Is Job Placement Support Offered? Landing your first phlebotomist position will be much easier with the support of a job placement program. Ask if the colleges you are looking at provide assistance and what their job placement rate is. If a college has a high rate, signifying they place most of their students in jobs, it’s an indication that the school has both an excellent reputation as well as a substantial network of professional contacts within the Athens IL medical community.
Are Class Times Available as Needed? Finally, it’s crucial to confirm that the ultimate school you select provides classes at times that are compatible with your active schedule. This is especially true if you choose to continue working while attending school. If you need to go to classes in the evenings or on weekends near Athens IL, make sure they are available at those times. Additionally, if you can only attend part-time, make sure it is an option as well. And if you have decided to attend online, with the practical training requirement, make sure those hours can also be completed within your schedule. And ask what the make-up protocol is in case you need to miss any classes as a result of illness or emergencies.
Accelerated Phlebotomy Tech Education Athens Illinois
Making sure that you pick the ideal phlebotomy training is an important first step toward your success in this rewarding medical care career position. As we have discussed in this article, there are a number of factors that go into the selection of a quality college. Phlebotomist certificate or degree programs can be found in a variety of educational institutes, such as community or junior colleges, trade schools, and colleges and universities that offer an extensive assortment of courses in healthcare and medical sciences. Program options can differ a bit from state to state as every state has its own criteria when it pertains to phlebotomy training, certification and licensing.
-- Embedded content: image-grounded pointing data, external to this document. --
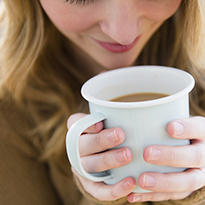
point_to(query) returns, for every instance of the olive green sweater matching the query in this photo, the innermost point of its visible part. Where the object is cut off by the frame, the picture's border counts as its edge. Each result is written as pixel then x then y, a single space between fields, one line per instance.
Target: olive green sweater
pixel 25 180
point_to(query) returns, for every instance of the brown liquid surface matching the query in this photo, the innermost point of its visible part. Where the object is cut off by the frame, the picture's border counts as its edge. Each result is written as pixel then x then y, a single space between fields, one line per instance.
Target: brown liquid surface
pixel 137 97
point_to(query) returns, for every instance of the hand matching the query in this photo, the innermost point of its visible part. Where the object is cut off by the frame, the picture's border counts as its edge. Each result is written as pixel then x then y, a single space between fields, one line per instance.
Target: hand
pixel 93 144
pixel 175 185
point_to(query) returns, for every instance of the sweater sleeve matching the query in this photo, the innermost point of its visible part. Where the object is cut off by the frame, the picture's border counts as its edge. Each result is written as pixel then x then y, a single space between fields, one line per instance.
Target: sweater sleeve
pixel 196 198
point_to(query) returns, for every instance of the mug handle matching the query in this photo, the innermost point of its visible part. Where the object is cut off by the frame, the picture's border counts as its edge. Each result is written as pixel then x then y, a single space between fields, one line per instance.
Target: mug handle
pixel 72 146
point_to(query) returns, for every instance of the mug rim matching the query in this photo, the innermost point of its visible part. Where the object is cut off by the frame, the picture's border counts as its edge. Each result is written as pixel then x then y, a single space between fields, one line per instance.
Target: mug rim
pixel 105 103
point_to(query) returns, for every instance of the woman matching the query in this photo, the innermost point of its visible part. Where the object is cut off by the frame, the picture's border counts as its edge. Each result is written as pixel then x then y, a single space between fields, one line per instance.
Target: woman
pixel 48 49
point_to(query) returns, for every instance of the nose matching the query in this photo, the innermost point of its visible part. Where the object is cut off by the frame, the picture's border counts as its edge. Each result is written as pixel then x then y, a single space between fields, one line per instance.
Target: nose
pixel 121 21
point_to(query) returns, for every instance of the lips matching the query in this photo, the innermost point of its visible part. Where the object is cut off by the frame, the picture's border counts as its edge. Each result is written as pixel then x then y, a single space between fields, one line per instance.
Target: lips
pixel 117 48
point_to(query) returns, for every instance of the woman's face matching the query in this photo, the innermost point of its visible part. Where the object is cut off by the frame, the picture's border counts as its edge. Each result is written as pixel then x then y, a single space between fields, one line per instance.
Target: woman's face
pixel 112 32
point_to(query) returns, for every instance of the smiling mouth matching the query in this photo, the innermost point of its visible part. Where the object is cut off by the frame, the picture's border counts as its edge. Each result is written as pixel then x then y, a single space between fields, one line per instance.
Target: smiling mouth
pixel 117 48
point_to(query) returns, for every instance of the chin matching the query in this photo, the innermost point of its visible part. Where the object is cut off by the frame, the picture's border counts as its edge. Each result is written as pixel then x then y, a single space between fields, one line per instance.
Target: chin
pixel 109 65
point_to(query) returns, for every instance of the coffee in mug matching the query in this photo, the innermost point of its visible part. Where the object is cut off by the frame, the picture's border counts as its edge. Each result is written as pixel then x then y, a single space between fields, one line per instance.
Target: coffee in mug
pixel 144 123
pixel 136 97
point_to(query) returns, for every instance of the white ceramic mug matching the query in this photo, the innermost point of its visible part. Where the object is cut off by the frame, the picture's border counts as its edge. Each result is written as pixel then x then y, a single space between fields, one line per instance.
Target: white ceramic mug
pixel 144 123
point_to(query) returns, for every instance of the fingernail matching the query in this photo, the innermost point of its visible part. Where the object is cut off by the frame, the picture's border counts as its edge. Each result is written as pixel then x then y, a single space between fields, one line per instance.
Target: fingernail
pixel 137 198
pixel 149 181
pixel 154 154
pixel 127 185
pixel 121 156
pixel 112 136
pixel 178 128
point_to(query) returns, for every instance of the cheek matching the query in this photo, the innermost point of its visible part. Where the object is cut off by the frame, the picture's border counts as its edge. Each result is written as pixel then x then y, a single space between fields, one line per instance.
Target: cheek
pixel 162 9
pixel 65 18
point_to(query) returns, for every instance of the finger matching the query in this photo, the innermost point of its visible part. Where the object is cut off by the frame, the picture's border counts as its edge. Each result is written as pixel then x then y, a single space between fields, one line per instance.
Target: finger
pixel 106 139
pixel 106 160
pixel 187 181
pixel 103 192
pixel 191 128
pixel 156 196
pixel 176 156
pixel 92 129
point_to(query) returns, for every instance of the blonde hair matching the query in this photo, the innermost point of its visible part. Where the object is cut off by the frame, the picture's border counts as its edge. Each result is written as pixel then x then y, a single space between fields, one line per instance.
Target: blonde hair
pixel 38 70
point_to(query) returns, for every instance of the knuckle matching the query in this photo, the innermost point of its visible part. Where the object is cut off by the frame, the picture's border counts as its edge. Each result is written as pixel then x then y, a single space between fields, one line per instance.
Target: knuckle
pixel 199 156
pixel 193 183
pixel 98 140
pixel 105 161
pixel 173 156
pixel 167 182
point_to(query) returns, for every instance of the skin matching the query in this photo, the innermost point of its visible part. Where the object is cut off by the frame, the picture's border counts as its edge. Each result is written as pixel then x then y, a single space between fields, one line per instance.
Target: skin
pixel 109 25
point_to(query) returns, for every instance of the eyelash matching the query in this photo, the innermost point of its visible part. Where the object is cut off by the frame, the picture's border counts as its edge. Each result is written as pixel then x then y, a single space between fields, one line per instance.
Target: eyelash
pixel 80 2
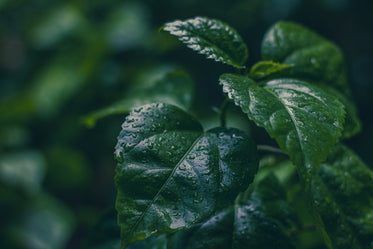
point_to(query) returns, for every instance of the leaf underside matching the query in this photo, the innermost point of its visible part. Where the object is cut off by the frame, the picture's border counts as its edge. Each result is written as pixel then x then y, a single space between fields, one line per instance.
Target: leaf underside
pixel 255 221
pixel 305 121
pixel 263 69
pixel 172 175
pixel 212 38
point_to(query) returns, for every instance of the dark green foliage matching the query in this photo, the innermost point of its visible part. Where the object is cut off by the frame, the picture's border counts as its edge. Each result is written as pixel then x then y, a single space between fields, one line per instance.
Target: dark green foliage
pixel 66 65
pixel 183 184
pixel 171 174
pixel 305 121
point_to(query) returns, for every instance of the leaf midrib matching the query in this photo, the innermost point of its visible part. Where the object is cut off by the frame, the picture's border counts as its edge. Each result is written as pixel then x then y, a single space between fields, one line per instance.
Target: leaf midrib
pixel 291 116
pixel 165 183
pixel 231 60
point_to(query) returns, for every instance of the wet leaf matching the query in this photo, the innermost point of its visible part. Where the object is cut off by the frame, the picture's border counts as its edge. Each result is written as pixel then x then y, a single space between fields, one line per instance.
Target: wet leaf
pixel 343 198
pixel 167 86
pixel 23 170
pixel 255 221
pixel 212 38
pixel 172 175
pixel 263 69
pixel 313 58
pixel 305 121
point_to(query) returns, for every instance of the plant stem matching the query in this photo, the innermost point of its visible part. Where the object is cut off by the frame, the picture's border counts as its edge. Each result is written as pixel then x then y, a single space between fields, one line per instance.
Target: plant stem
pixel 222 112
pixel 270 149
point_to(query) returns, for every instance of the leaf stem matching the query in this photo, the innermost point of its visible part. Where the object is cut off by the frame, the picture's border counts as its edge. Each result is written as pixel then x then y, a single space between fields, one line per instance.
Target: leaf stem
pixel 270 149
pixel 222 112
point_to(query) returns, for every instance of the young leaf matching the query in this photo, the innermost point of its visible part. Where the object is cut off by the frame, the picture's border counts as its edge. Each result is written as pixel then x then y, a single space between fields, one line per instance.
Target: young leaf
pixel 172 175
pixel 213 38
pixel 305 121
pixel 343 197
pixel 169 86
pixel 313 58
pixel 253 222
pixel 263 69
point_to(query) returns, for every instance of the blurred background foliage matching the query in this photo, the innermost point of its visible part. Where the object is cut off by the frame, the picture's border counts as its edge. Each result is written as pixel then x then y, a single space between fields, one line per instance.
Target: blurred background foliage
pixel 62 62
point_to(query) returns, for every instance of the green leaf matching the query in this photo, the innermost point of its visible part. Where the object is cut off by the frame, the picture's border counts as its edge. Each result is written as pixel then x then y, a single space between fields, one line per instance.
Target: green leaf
pixel 23 170
pixel 211 37
pixel 162 84
pixel 313 58
pixel 263 69
pixel 343 197
pixel 255 221
pixel 171 174
pixel 352 124
pixel 305 121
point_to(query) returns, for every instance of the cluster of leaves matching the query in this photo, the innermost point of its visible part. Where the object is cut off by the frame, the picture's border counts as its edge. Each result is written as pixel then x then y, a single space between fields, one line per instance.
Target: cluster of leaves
pixel 182 187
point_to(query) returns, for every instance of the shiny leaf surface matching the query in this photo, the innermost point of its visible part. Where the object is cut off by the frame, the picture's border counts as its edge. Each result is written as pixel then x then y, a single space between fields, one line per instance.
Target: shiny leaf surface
pixel 172 175
pixel 255 221
pixel 343 198
pixel 305 121
pixel 265 68
pixel 313 58
pixel 212 38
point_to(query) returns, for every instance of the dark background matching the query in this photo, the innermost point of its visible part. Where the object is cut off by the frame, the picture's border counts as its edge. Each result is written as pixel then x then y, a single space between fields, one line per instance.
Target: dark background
pixel 60 60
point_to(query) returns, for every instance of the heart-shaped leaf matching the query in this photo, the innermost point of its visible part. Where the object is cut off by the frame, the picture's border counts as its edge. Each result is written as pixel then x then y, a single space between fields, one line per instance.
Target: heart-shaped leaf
pixel 172 175
pixel 313 58
pixel 305 121
pixel 211 37
pixel 343 197
pixel 263 69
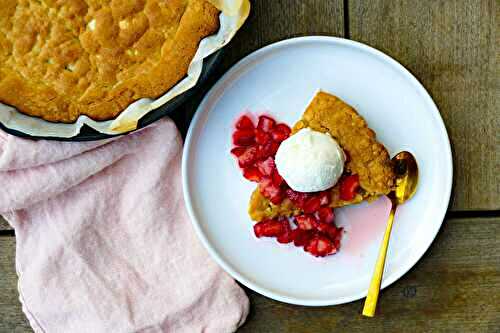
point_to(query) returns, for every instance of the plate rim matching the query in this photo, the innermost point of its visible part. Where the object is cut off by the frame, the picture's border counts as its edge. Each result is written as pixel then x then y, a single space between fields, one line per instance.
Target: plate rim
pixel 268 292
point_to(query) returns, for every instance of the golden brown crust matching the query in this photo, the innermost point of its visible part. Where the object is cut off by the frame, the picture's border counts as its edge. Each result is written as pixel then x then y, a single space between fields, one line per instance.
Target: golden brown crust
pixel 368 158
pixel 59 60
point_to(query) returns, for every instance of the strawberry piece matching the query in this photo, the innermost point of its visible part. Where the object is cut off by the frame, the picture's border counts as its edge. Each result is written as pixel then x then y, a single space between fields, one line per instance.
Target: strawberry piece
pixel 269 228
pixel 266 123
pixel 270 191
pixel 338 236
pixel 252 174
pixel 305 222
pixel 269 149
pixel 312 205
pixel 301 237
pixel 324 198
pixel 238 151
pixel 349 187
pixel 286 236
pixel 325 214
pixel 244 137
pixel 245 123
pixel 320 246
pixel 280 132
pixel 267 166
pixel 347 156
pixel 248 157
pixel 277 179
pixel 262 137
pixel 298 198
The most important point is that you must carefully research and compare each college prior to making your ultimate decision. You originally came to this website due to an interest in Accelerated Phlebotomy Tech Education and to get more information regarding Evening Phlebotomy Classes Near Me. However, by addressing the questions that we have provided, you will be able to fine tune your options so that you can select the right phlebotomy college for you. And with the appropriate education, you can realize your goal of becoming a phlebotomy technician in Athens IL.
More Illinois Bloody Wonderful Locations
Athens /ˈeɪθənz/ AY-thənz is a city in southern Menard County, Illinois, United States. The population was 1,726 at the 2000 census, and 1,778 at a 2009 estimate. It is part of the Springfield, Illinois Metropolitan Statistical Area.
As of the census of 2000, there were 1,726 people, 695 households, and 462 families residing in the city. The population density was 1,175.4 people per square mile (453.3/km²). There were 740 housing units at an average density of 504.0 per square mile (194.4/km²). The racial makeup of the city was 98.26% White, 0.41% African American, 0.12% Native American, 0.23% Asian, 0.46% from other races, and 0.52% from two or more races. Hispanic or Latino of any race were 1.27% of the population.
There were 695 households out of which 37.0% had children under the age of 18 living with them, 52.1% were married couples living together, 11.9% had a female householder with no husband present, and 33.5% were non-families. 28.5% of all households were made up of individuals and 11.7% had someone living alone who was 65 years of age or older. The average household size was 2.48 and the average family size was 3.10.